As stated in (Wood 2006), as long as the p-values give a clear cut result it is usually safe to rely on them, but when they are close to the threshold of accepting or rejecting the null, they must be carefully treated. Indeed, as the uncertainty on the smoothing parameter estimation has been neglected in the reference distribution used for testing, these distributions are typically too narrow and attribute too low a probability to moderately high values in the test statistics. In that case, to obtain more accurate p-values, it may be preferable to perform test on overspecified unpenalized models even if it induces a cost in terms of statistical power.

2.6.5 Multiple testing comparison

In some context, as it is the case with the analysis of genes expression data or in Genome-Wide Association Studies (GWASs) for instance, we may need to perform simultaneously a very large number, \(d \in [1,\dots,D]\), of tests and therefore the same large number of p-value.

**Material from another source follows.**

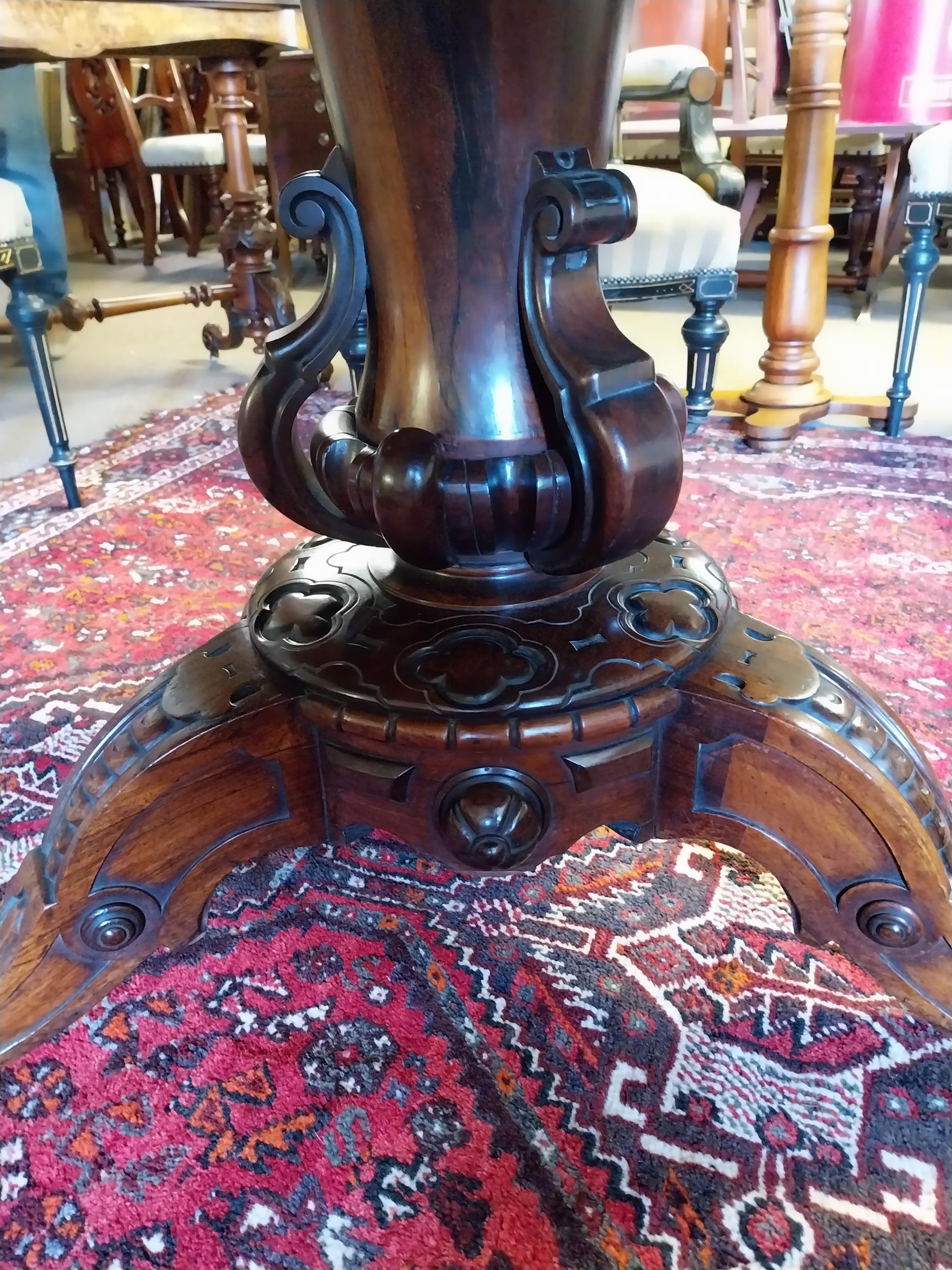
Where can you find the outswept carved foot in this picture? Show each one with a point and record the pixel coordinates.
(491, 732)
(789, 757)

If we reject, for the \(d^{th}\) tests, the null hypothesis \(H_{0,d}\) when its associated p-value \(\hat{p}_d\) is not larger than \(\alpha\), then for each tests \(d\), the probability to reject wrongly \(H_{0,d}\) is at most \(\alpha\). Nevertheless, if we consider the \(D\) tests simultaneously the number of hypothesis \(H_{0,d}\) wrongly rejected (false positive or type I error) can be very large. Actually, the expectation of the number of false positives in given by:

\[\mathbb{E}[\text{False Positives}] = \sum_{d:H{0,d}}^D \mathbb{P}_{H{0,d}}(T_d \geq u_{\alpha}) = \text{card} \lbrace d:H_{0,d} \text{ is true} \rbrace\times \alpha,\] if the threshold \(u_{\alpha}\) is such that \(\mathbb{P}_{H{0,d}} = \alpha\)for every \(d\). For instance, for a typical value of \(\alpha = 5 \%\) and card \(\lbrace d:H_{0,d} \text{ is true} \rbrace =1000\), then we obtain on average 500 false positives. It is therefore necessary to adjust the threshold \(u_{\alpha}\) at which we reject the null hypothesis in order to control for the number of false positives while not losing too much power.

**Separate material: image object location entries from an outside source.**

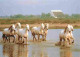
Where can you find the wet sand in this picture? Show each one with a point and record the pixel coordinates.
(51, 26)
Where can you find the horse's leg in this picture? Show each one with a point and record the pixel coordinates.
(60, 40)
(38, 37)
(22, 39)
(72, 39)
(69, 40)
(33, 37)
(13, 39)
(9, 39)
(45, 37)
(65, 41)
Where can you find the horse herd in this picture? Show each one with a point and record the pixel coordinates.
(21, 34)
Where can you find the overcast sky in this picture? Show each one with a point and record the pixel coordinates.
(27, 7)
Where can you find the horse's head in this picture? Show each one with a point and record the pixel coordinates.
(70, 28)
(18, 25)
(13, 27)
(27, 27)
(42, 26)
(47, 26)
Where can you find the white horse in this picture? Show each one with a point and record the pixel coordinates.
(46, 30)
(23, 33)
(10, 32)
(37, 31)
(7, 32)
(66, 34)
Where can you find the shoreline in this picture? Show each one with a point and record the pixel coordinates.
(51, 26)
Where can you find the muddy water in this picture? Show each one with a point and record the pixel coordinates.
(42, 49)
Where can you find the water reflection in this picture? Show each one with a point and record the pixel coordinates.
(11, 50)
(65, 52)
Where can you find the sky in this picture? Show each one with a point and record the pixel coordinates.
(36, 7)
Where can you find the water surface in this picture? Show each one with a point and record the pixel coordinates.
(42, 49)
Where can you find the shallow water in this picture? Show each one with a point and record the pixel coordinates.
(42, 49)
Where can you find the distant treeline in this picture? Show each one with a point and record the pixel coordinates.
(42, 16)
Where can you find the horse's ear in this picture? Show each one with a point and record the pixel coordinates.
(65, 29)
(10, 27)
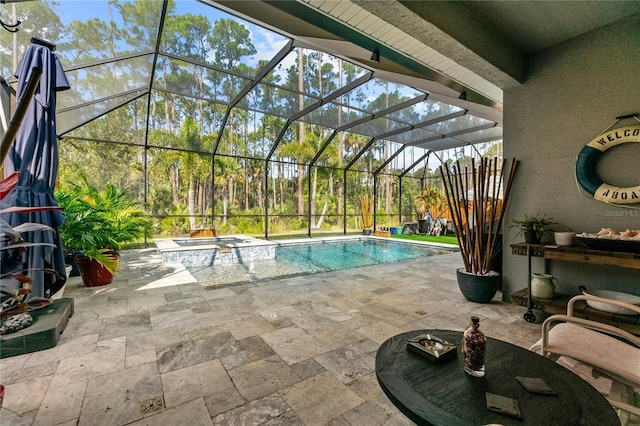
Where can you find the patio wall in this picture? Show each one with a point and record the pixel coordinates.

Controlling the Family-Wise Error Rate

There exist many adjustments methods for multiple testing, including controls of the Family-Wise Error Rate (FWER), i.e. the probability of rejecting \(H_0\) when it is true at least one time, noted as \[\text{FWER} = \mathbb{P}(\text{card(False Positives)} \geq 1).\]

  • Bonferroni procedure:

The most commonly used method for controlling the FWER is the Bonferroni method (Bonferroni 1936). The test of each \(H_d\) is controlled so that the probability of a Type I error is less than or equal to \(\alpha/D\), ensuring that the overall FWER is less than to a given \(\alpha\).

  • Šidák method:

The method of (Šidák 1967) is closely related to Bonferroni’s procedure where the p-value are adjusted as: \[p_d^{adj} = 1 - (1-p_d)^D,\] where \(p_d\) is the unadjusted p-value for the \(d^{th}\) test.

  • Holm method:

A less conservative adjustment method is the (Holm 1979a) method that orders the p-values and makes successively smaller adjustments. Let the ordered p-values be denoted by \(p_{1} \leq p_{2} \leq \dots \leq p_{D}\). Then, the Holm method calculates the adjusted p-values by \[\begin{aligned} & p_{1}^{adj} = D \times p_{1}, & \nonumber\\ & p_{1}^{adj} = \text{max} \lbrace p_{d-1},(D-d+1) \times p_{d} \rbrace \ 1 \leq d \leq D.&\end{aligned}\]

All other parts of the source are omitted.